Bir zaman yolcusunun elindeki anahtar gibidir Tarih ve bazı kapıları zorlayarak açar. Göbeklitepe, oldukça zor açılan, açıldıkça bildiklerimizi unutturmaya zorlayan kapılardan biriydi. Bugüne, MÖ 10 Binyıl uzaklıktan mesaj veriyordu. İnsanlık tarihinin en büyük sırlarını gözler önüne sergiliyor, varoluşumuzun temel taşlarını sorgulama fırsatı vererek çıkıyordu yeryüzüne.
12 binyıl öncesindeki matematik bilen avcı-toplayıcı atalarımız „T“ biçimli devasa taş sütunları neden dikmişlerdi? Her birinin üzerine işlenmiş semboller; unutulmuş bir bilgeliğin yansıması, zamanın ötesinden uzanan bir köprü, insanlığın kadim ruhunu, evrenle olan ilişkisini ve belki de varoluşun sırrını açıklayan cevap anahtarı mıydı?

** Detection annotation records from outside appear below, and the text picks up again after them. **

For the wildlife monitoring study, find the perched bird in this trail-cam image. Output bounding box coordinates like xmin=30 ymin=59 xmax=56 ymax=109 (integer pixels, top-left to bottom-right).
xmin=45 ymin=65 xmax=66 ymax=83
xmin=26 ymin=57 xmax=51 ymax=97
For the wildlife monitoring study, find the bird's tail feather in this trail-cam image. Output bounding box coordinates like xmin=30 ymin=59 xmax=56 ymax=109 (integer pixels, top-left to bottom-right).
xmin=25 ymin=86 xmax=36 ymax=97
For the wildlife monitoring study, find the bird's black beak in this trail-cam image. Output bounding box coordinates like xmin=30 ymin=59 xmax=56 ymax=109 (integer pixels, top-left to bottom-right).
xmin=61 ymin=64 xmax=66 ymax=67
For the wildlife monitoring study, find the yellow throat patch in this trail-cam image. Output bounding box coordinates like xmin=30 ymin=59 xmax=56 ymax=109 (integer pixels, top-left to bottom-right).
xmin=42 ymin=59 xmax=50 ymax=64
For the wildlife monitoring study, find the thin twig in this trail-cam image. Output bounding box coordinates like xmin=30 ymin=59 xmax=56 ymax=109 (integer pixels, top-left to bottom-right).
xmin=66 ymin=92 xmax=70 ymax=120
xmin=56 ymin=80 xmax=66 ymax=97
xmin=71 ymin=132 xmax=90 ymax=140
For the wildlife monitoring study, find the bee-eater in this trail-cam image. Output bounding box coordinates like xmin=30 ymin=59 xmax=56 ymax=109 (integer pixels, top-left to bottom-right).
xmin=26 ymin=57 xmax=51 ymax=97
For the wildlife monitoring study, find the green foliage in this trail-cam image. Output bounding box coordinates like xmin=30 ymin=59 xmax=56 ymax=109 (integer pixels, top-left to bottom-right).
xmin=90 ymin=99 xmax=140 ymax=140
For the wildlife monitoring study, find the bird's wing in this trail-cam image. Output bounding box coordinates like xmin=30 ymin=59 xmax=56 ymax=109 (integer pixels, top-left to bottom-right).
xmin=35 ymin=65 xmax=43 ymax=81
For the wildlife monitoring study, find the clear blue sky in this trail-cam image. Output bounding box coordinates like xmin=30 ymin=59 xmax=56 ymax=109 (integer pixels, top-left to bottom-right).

Bu yapıtlar, insan figürünü mü, yoksa göksel varlıkları mı temsil ediyordu? Kazılarda, bir demir leviye parçası dahi çıkmamışken; O zamanın teknolojisiyle bu sütünlar neyle kesilmiş, şekillendirilmiş ve neyle işlenmişlerdi?
Göbeklitepe’nin mimarisinin önemi sadece kendisiyle sınırlı kalmamıştı. Anadolu'daki ve Orta Asya‘daki kurganların ve mezar höyüklerin benzerlikleri de kafaları karıştırmıştı. Aralarında bir bağ olduğu kesinleşmemiş olsada, kültürel etkileşimlerin ve göçlerden kalan işaretler bunları destekliyordu.
Hatta bu göçmenlerin Ön Türklerin Anadolu'ya kadar uzanıp uzanmadığı sorusunu da beraberinde getiriyordu. Göbekli Tepe'nin sunduğu ipuçları ve Ön Türklerin kurganları arasındaki potansiyel bağlantılar kimi tarihçi ve arkeologlara göre önem kazanıyordu. Göbekli Tepe, bu etkileşimlerin bir parçası mı, yoksa kendi başına bağımsız kültürel fenomen miydi? Bu sorularla tarihin ötesine geçme arayışımızın temel taşlarını mı oluşturuyordu?
Sonuç olarak, Göbekli Tepe sadece taşlardan oluşmuş bir yapıt değil, aynı zamanda insanlık tarihinin bilinmeyen derinliklerine açılan bir kapıydı. Belki de kaybolmuş bilgeliğin günyüzüne çıkma zamanı gelmişti. Her taşın altında, her figürün ardında, 12 bin yıllık soruların cevapları yatıyordu.
Göbekli Tepe’nin taşlarına bakarken, tarihin bize sunduğu bu sessiz mesajları anlamak ve çözüme kavuşturmak, belki de insanlık tarihinin en büyük keşfi olacaktı.
Ama, olmadı.
Kazı, Ekim 2024’den itibaren 150 yıllığına durduruldu.
Neden mi?
Kimbilir, belki de bizim aydınlanmamız, dünyayı yönetenlerin işini zorlaştıracaktı. Belki de tüm bildiklerimizi unutturacak sırlarla yüzleşecektik… Dini kitaplardaki kronolojik sıralamaları, özellikle bu kitaplarda adı geçen ilk insanların 6000 yıl kadar önce „cennetten kovulmuş“ olduklarını irdeleyecektik ilk kez…
Ve insanlık ciddi anlamda boşluğa düşecekti.